PARTE 3
Don Ernesto hojeaba los papeles con las manos temblorosas. Por primera vez en años, aquel hombre que siempre hablaba como juez parecía no encontrar sentencia.
“Teresa”, repitió, más bajo. “Dime que esto no es cierto.”
Doña Teresa apretó los labios. Miró a Verónica. Luego miró al piso.
“Tu hija necesitaba apoyo.”
Martín soltó una risa amarga.
“¿Apoyo? Mamá, esto no es apoyo. Esto es mantenerle la vida completa mientras a mí me enseñaban que pedir ayuda era ser débil.”
Verónica golpeó la mesa con la palma.
“¡No me compares contigo! Tú siempre te hiciste la víctima. Yo tenía mis problemas.”
“Tus problemas tenían camioneta nueva”, respondió Martín. “Mi hija tenía las manos moradas.”
Ese golpe nadie lo pudo esquivar.
Don Ernesto dejó los papeles sobre la mesa. Se veía viejo. Más viejo que nunca.
“¿Por qué nunca me dijiste?”, preguntó a su esposa.
Doña Teresa empezó a llorar, pero no como quien se arrepiente. Lloraba como quien ha sido descubierta.
“Porque tú nunca entendiste a Verónica. Ella no podía sola. Martín siempre pudo. Martín siempre aguantó.”
Martín sintió que esa frase terminaba de confirmar todo.
No había sido accidente.
No había sido disciplina.
Era la regla de la casa repetida con otra generación: unos nacían para ser cuidados, otros para cargar.
Don Ernesto se levantó despacio y miró a Verónica.
“Desde hoy se acabó.”
Ella parpadeó, sin entender.
“¿Qué se acabó?”
“El dinero. La tarjeta. La renta. Todo. Si quieres algo, lo trabajas.”
Verónica palideció.
“¿Me estás corriendo de la familia por culpa de él?”
“No”, dijo don Ernesto, con la voz rota. “Me estoy dando cuenta de que crié una hija que cree que todos le deben algo… y un hijo que creyó que no merecía nada.”
Doña Teresa lloró más fuerte.
Verónica empezó a gritar. Dijo que Martín era envidioso, que Lucía era una niña exagerada, que todos estaban destruyendo a la familia.
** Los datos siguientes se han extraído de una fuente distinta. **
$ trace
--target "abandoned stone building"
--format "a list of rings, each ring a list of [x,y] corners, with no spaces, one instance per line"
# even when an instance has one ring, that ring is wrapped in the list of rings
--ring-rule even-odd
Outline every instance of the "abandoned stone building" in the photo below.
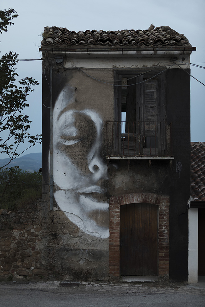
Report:
[[[55,252],[71,277],[187,280],[195,49],[168,26],[45,28],[44,193],[67,217]]]
[[[42,201],[16,221],[7,269],[29,280],[187,281],[195,47],[152,24],[46,27],[41,43]]]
Pero ya nadie la defendió.
Martín no sintió alegría. Creyó que la sentiría, pero no. Solo sintió cansancio. Un cansancio antiguo, de niño con dedos cortados, de joven pagando cuentas ajenas, de padre viendo a su hija aprender miedo donde debía haber encontrado amor.
Antes de irse, don Ernesto lo detuvo.
“Martín… perdón.”
Él lo miró. Durante años había soñado con escuchar esa palabra. Ahora sonaba demasiado pequeña.
“El perdón no borra lo que hicieron”, dijo. “Pero puede ser el primer paso si no vuelven a tocar a mi hija con sus heridas.”
Pasaron semanas.
Lucía volvió poco a poco. Primero volvió a cantar bajito. Luego a reír. Después pidió su vestido amarillo otra vez, pero esta vez Martín notó que lo miraba con duda.
“¿Me lo puedo poner?”
“Claro, mi amor. Ese vestido es tuyo. Nadie te quitó nada.”
Un mes después, don Ernesto llamó. No pidió que llevaran a Lucía “para arreglar las cosas”. Pidió permiso.
“Compré algo para ella”, dijo. “Si tú quieres venir.”
Martín aceptó con cuidado.
Cuando llegaron, la casa estaba distinta. Más silenciosa. Verónica ya no estaba. Sus fotos seguían en la pared, pero por primera vez no parecían ocuparlo todo.
En la sala, junto al viejo piano, había un banco nuevo y unas partituras infantiles.
Lucía se acercó despacio.
“¿Puedo tocar?”
Martín miró a su padre. Don Ernesto tenía los ojos húmedos.
“Este piano siempre debió ser para quien quisiera música, no para quien obedeciera”, dijo él.
Lucía se sentó.
Sus dedos, ya sanos, tocaron las primeras notas torpes de una canción sencilla. Se equivocó dos veces y se rió. Nadie la corrigió. Nadie la mandó a lavar nada. Nadie le dijo que debía ganarse el derecho a ser niña.
Martín la escuchó con un nudo en el pecho.
No había ganado una pelea.
Había roto una cadena.
Y mientras Lucía tocaba, entendió que en muchas familias el abuso no siempre grita. A veces se disfraza de costumbre, de disciplina, de “así nos criaron”.
Pero alguien tiene que ser el primero en decir: conmigo se termina.
Porque si Martín no hubiera entrado aquella noche a tiempo, el siguiente silencio de esa casa habría llevado el nombre de su hija.